5 Signs Boardwalk Empire Is the New Mad Men


Last night, Boardwalk Empire — perhaps the most anticipated show of the fall season — debuted on HBO. It’s been met with rave reviews, most of which liken it to The Sopranos, an obvious comparison, considering the two shows are on the same network, feature much of the same personnel, and take the lives of gangsters as their subject matters. But, while we enjoyed the premiere immensely, it also reminds us of Sunday’s other major TV event: Mad Men. After the jump, we look at some of the similarities between the two shows.

Callous but conflicted leading man

Sure, Steve Buscemi is never going to be as smooth and sexy as Jon Hamm. But their characters have a lot in common. As the center of each series’s universe, each is engaged in a struggle between his conscience and his basest desires (or, for the psychologists in the audience, needs). Each can completely adapt his personality to new situations: Don Draper is a different guy at home, in the office, with his various girlfriends, and across the country in California, with the people who truly know who he is. Nucky Thompson is equally charming at a meeting of uptight temperance women and a gangster dinner party. They’re both womanizers, and they both run a tight ship. And it seems that, like Don, the central question we’ll be asking about Nucky is whether he’ll ever dig himself out of the corruption and lies and emerge a better man.

Intriguing young upstart

We’re always glad to see Michael Pitt, and his Boardwalk Empire character, Jimmy Darmody, may just be as interesting as the show’s lead. A vet who keeps referring to the horrible things he did in World War I, he’s shaping up to be a master manipulator, throwing the FBI off his track and getting revenge on an enemy in one fell swoop, while orchestrating an epic (albeit flawed) heist with a still-on-training-wheels Al Capone. The question is, will Nucky’s protégé turn out to be a confident, talented, and independent Peggy Olsen or a smarmy, self-satisfied, constantly undermining Pete Campbell? At this point, it could go either way.

Retro fashion revival potential

For a few seasons now, Mad Men has had an outsize influence on the fashion world, with full, early-’60s-style dresses and dapper suits dotting runways around the world. Isn’t it about time for a new wave of retro-inspired fashion? The ’20s, with its flapper fringe, Deco jewelry, and gangster pinstripes is certainly ripe for a revival.

Free-flowing vice

Outside of its great writing, sharp directing and acting, and strong characters, much of the appeal of Mad Men is in its delicious depictions of vice — chain-smoking and drinking in the office, illicit affairs. Boardwalk Empire actually manages to one-up its AMC competitor, with a show that brims with illegal alcohol, gambling, and burlesque stars in feathery, glittery costumes. Oh, and since this is HBO, the sex is more graphic, too.

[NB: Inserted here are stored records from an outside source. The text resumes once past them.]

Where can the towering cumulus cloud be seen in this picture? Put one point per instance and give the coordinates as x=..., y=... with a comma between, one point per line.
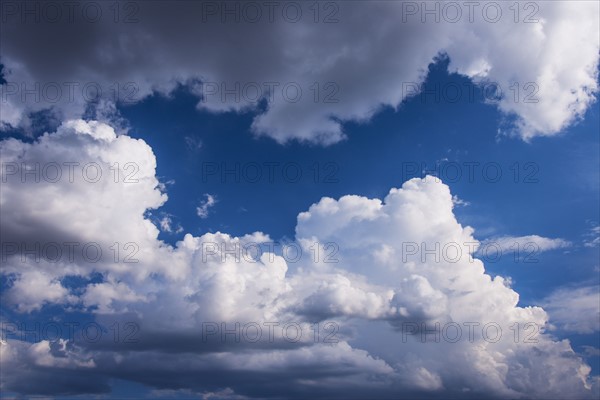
x=314, y=69
x=368, y=308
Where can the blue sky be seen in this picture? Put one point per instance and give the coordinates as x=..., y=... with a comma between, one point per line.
x=324, y=171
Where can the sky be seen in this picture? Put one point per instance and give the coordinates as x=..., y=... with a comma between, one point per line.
x=351, y=199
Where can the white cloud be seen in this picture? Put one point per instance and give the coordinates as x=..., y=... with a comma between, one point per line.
x=377, y=299
x=546, y=70
x=575, y=309
x=533, y=243
x=202, y=210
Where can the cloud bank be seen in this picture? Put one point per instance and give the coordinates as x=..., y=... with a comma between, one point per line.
x=388, y=318
x=303, y=70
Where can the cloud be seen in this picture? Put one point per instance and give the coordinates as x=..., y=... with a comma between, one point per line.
x=592, y=237
x=544, y=66
x=534, y=243
x=575, y=309
x=202, y=210
x=387, y=317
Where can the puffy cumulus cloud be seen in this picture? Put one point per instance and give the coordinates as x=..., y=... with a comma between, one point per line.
x=373, y=306
x=575, y=309
x=313, y=75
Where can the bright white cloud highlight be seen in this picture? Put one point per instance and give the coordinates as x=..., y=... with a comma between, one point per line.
x=379, y=297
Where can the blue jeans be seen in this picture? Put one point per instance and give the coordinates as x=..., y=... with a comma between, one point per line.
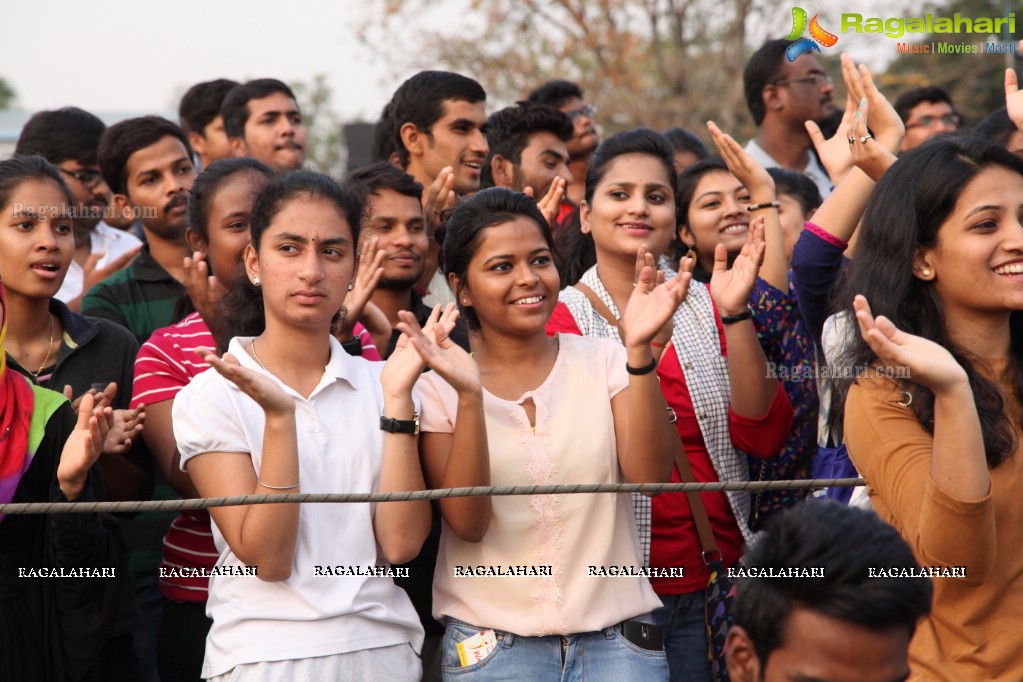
x=590, y=656
x=683, y=626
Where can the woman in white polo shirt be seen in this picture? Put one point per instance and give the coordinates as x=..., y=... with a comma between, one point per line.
x=286, y=411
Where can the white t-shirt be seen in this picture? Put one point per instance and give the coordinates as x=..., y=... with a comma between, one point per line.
x=102, y=238
x=340, y=450
x=813, y=170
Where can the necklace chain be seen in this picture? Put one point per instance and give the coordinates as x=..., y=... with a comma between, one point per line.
x=49, y=352
x=256, y=356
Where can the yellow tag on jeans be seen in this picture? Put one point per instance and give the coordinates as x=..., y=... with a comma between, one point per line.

Life kinda sucks for ladies

We only meet a few women in the Boardwalk Empire pilot, and, like the gals of Mad Men, none of them has what you’d call an enviable life. Kelly Macdonald’s Margaret Schroeder — the only lady who the writers seem to be positioning as a main character, so far — is a pregnant immigrant wife and mother whose good-for-nothing husband beats her so severely she loses her baby. (While we tend to laugh at uptight temperance activists these days, it’s not hard to see what brought Margaret to those meetings.) Then there’s Angela Darmody (Aleksa Palladino), Jimmy’s common-law wife and baby mama, who is worried about (and kept largely ignorant of) Jimmy’s unsavory dealings, and whose suggestion that she could work to help support the family is only met with anger. Finally, we’ve got Nucky’s girlfriend, Lucy Danziger (Paz de la Huerta), a retired Ziegfeld girl who just wants some undivided attention from her constantly distracted man. Incidentally, we can imagine a sort of skewed Peggy-Betty-Joan dynamic may be in the works.